In the past I have tried to have put a blue sock with a black sock, and in the right light I pulled it off, it took a while to see the truth--that it wasn't a perfect pair. Now, at my age the sock basket has significantly dwindled. The left over socks have started to look like some quirky modern art collection. As I begin to attend single events I can't help but wonder "Where did the basket gather so many strange socks?" There's a pink fuzzy house sock with a novelty pink Easter sock featuring a carrot.

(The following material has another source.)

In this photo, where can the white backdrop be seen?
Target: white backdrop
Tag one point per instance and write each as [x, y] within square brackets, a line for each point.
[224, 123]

But while both socks might be pink, yes, who could stand to spend a day in such attire?

So I have jumped in the dating pool and unfortunately this poor fishnet socking sat at dinner with a leg warmer and it was every bit as awkward as you might imagine. So the fishnet and the leg warmer were again returned to the mismatched sock basket atop the dryer to sit and wait. Meanwhile, I can't help but wonder if the other fishnet is hiding in the back drawer somewhere waiting to be discovered and reunited with its mate.

Thursday, December 9, 2010

New Endeavors


I don't know what, exactly, one writes on a blog.
Do I reveal my deepest darkest secrets?(Yes, I do have them!)
Do I post a stream-of-unconscious ramblings ?
Do I divide into topics and subtopics and sub-subtopics?
I've never blogged before.
I'm clueless.
In the past I've thought blogs were, well, kind of strange, kind of narcissistic.
Maybe a little entertaining.
As a means of keeping up with friends and loved ones, I think it is perfect.
Much more aesthetically pleasing than the email--more photos, more info, more creativity.



So here is my great hypocrisy--I've got to swallow my former beliefs on blogging because I want to try this myself.

I, Julie, am creating my first ever blog.

Call me narcissistic.

I'm still gonna try it.

So, here goes nothin'. I hope you enjoy.